This page explains the partitions available to users and the accounting for each partition. The configuration of Snellius also allows users to use a node in a “shared” mode where they can use a subset of the resources of a full node, with implications for accounting.
This page assumes knowledge on partition usage and how to submit a job using SLURM. Please refer to the HPC user guide for a general introduction to these topics.
Snellius partitions
Compute nodes are grouped into partitions to allow the user to select different hardware to run their software on. Each partition includes a subset of nodes with a different type of hardware and a specific maximum wall time.
The partitions can be selected by users via the SLURM option:
#SBATCH --partition=<partition name>
#SBATCH -p <partition name>
The partitions available on Snellius are summarised in the table below. For details of the different hardware available on each node, please look at the Snellius hardware page.
The “Available memory per node” is the amount of memory available to users and what can be requested within a job. This value is smaller than the “Total memory” on the node, as it doesn't include the memory reserved for the OS and other system's processes.

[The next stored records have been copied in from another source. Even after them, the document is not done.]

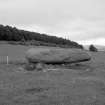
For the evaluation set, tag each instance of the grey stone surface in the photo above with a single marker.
(56, 56)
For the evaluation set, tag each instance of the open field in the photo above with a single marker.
(82, 84)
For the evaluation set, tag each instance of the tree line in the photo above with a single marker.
(8, 33)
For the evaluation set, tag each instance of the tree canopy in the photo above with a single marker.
(8, 33)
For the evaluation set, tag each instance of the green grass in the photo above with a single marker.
(83, 84)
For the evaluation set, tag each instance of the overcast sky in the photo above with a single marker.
(79, 20)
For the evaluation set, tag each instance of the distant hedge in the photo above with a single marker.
(8, 33)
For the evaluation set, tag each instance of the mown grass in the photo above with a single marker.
(81, 84)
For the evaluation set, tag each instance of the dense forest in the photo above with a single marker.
(12, 34)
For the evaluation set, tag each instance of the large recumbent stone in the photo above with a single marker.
(56, 56)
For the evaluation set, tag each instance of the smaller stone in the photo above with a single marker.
(39, 66)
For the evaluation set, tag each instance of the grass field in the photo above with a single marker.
(82, 84)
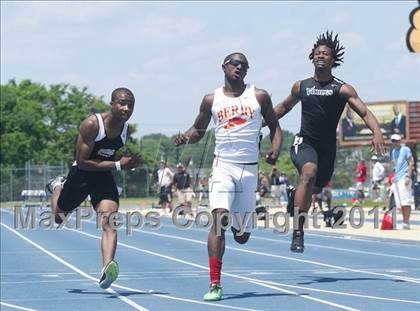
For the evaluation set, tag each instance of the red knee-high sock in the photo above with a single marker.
(215, 270)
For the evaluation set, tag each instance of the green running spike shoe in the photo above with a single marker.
(215, 293)
(109, 274)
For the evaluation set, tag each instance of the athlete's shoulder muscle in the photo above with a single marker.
(89, 128)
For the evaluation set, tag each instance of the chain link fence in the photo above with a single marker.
(33, 177)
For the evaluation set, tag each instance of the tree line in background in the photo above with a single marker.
(40, 124)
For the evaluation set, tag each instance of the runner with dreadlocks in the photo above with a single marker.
(323, 99)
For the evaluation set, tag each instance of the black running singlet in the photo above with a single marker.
(106, 148)
(322, 107)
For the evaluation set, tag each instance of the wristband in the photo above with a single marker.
(118, 166)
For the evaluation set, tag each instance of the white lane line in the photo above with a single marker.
(251, 280)
(346, 294)
(15, 306)
(408, 243)
(392, 276)
(259, 282)
(109, 290)
(340, 249)
(254, 236)
(128, 301)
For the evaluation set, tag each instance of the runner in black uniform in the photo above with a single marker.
(323, 99)
(100, 136)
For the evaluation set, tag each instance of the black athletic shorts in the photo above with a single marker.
(79, 184)
(323, 155)
(165, 194)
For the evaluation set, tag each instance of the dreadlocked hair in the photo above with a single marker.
(332, 42)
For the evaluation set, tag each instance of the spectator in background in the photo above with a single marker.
(402, 187)
(397, 125)
(275, 185)
(182, 182)
(164, 175)
(378, 174)
(361, 176)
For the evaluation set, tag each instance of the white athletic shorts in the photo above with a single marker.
(403, 193)
(232, 187)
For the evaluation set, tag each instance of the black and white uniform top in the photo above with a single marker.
(105, 148)
(100, 185)
(322, 106)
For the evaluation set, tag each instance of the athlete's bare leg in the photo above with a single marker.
(109, 235)
(303, 200)
(216, 239)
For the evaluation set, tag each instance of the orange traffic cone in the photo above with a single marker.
(387, 222)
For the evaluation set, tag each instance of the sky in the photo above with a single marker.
(170, 53)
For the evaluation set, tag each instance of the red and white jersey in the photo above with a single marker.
(238, 125)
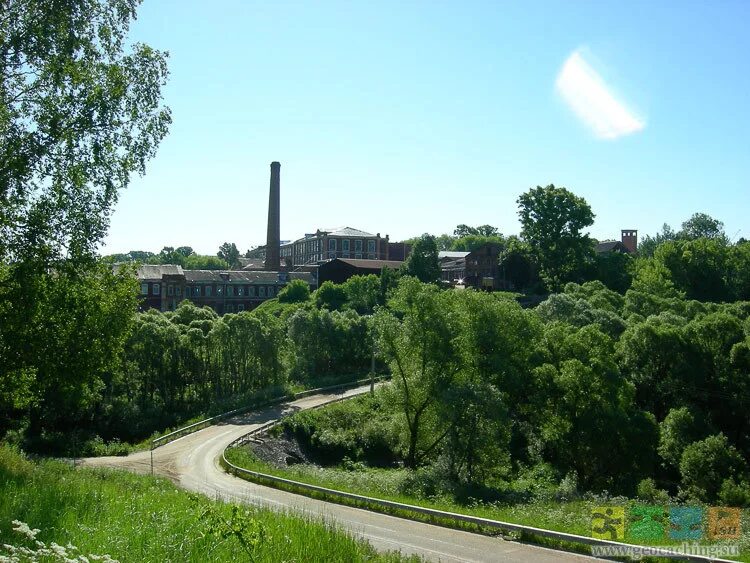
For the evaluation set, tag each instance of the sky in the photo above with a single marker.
(408, 117)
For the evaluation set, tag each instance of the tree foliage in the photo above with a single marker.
(422, 263)
(80, 112)
(552, 222)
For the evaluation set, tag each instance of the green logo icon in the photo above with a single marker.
(685, 523)
(608, 522)
(647, 523)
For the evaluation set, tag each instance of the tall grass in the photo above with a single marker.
(135, 518)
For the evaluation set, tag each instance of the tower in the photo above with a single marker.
(273, 236)
(630, 240)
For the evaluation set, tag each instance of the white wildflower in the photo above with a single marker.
(23, 528)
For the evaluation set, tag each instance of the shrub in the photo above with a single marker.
(705, 465)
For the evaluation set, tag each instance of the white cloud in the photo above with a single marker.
(593, 101)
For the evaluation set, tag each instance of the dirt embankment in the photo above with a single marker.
(278, 451)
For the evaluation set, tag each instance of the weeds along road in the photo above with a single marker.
(192, 462)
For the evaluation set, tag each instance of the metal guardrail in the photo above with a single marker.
(390, 506)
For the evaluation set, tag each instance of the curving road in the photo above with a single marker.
(192, 462)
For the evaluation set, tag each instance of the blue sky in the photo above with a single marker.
(412, 117)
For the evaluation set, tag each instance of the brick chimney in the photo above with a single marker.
(630, 240)
(274, 221)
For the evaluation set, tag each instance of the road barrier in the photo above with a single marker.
(450, 519)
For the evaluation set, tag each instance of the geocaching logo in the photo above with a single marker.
(679, 523)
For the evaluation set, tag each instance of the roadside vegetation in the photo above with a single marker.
(140, 518)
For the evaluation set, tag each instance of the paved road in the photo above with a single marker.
(192, 462)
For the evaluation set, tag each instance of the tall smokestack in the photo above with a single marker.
(274, 221)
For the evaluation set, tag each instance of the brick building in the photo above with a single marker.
(162, 287)
(478, 268)
(344, 242)
(339, 270)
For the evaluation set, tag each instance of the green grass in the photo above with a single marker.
(135, 518)
(572, 516)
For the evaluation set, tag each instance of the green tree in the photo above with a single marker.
(552, 222)
(702, 225)
(363, 293)
(677, 431)
(421, 352)
(79, 114)
(330, 296)
(230, 254)
(705, 465)
(649, 244)
(423, 260)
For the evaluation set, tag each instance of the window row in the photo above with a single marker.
(208, 290)
(346, 245)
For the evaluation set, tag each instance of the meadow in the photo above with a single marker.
(137, 518)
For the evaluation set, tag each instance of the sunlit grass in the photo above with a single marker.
(135, 518)
(572, 516)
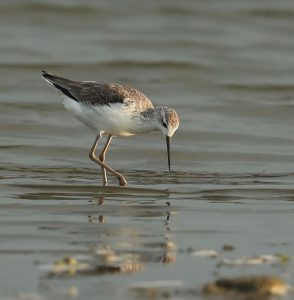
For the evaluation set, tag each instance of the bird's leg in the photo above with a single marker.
(102, 158)
(92, 155)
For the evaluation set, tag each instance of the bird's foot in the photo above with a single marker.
(122, 181)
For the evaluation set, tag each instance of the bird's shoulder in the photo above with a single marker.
(97, 94)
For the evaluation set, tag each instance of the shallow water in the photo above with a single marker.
(225, 66)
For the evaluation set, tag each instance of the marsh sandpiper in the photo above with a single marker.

Partition name | Node type | # cores per node | Available memory per node | Smallest possible allocation | Max wall time | Notes |
---|---|---|---|---|---|---|
rome / thin | tcn (thin compute node, AMD Rome CPU) | 128 | 224 GiB | 1/8 node: 16 cores + | 120 h (5 days) | The “thin” and “rome” partitions are currently aliases for the same set of nodes, this might change in the near future. |
genoa | tcn (thin compute node, AMD Genoa CPU) | 192 | 336 GiB | 1/8 node: 24 cores + | 120 h (5 days) | |
fat_rome | fcn (fat compute node, Rome) | 128 | 960 GiB | 1/8 node: 16 cores + | 120 h (5 days) | Access only through NWO Large Compute applications or Small Compute applications. Please contact the service desk for more information. |
fat_genoa | fcn (fat compute node, Genoa) | 192 | 1440 GiB | 1/8 node: 24 cores + | 120 h (5 days) | Access only through NWO Large Compute applications or Small Compute applications. Please contact the service desk for more information. |
himem_4tb | hcn, PH.hcn4T (High memory node 4 TiB) | 128 | 3840 GiB | 1/8 node: 16 cores + | 120 h (5 days) | Access only through NWO Large Compute applications or Small Compute applications. Please contact the service desk for more information. |
himem_8tb | hcn, PH.hcn8T (High memory node 8TiB) | 128 | 7680 GiB | 1/8 node: 16 cores + | 120 h (5 days) | Access only through NWO Large Compute applications or Small Compute applications. Please contact the service desk for more information. |
gpu_a100 / gpu | gcn | 72 | 480 GiB | 1/4 node: 18 cores + 1 GPU + | 120 h (5 days) | NVIDIA A100 GPUs
|
gpu_h100 | gcn | 64 | 720 GiB | 1/4 node: | 120 h (5 days) | NVIDIA H100 GPUs, 94GiB per GPU AMD 4th GEN EPYC CPUs |
gpu_mig | gcn (MIG) | 72 | 480 GiB | 1/8 node: 9 cores + 1 GPU (MIG) + | 120 h (5 days) | Multi-Instance GPU (MIG) is NVIDIA technology that allows partitioning a single GPU into multiple instances, each fully isolated with its own high-bandwidth memory, cache, and compute cores. On Snellius, GPU (MIG) are partitioned into 2 independent instances, for a total of 8 GPU (MIG) per node. |
gpu_vis | gcn | 72 | 480 GiB | 1/4 node: 18 cores + 1 GPU + | 24h (1 day) | The nodes in this partition are meant for (interactive) data visualization usage only, not for GPU compute. Access is restricted by default. Please contact the service desk to request access to this partition for visualization purposes. |
staging | srv | 16 (32 threads with SMT) | 224 GiB | 1 thread + | 120 h (5 days) | SMT is activated on the srv nodes, enabling up to 32 threads per node (2 threads/core). |
Short jobs (at most 1 hour walltime)
Whenever you submit a job that uses at most 1 hour walltime to the “thin”, “fat” or “gpu” partitions, SLURM will schedule the job on a node that is only available for such short jobs. This effectively reduces the wait time for short jobs compared to longer jobs, which is useful for testing the setup and correctness of your jobs before submitting long-running production runs.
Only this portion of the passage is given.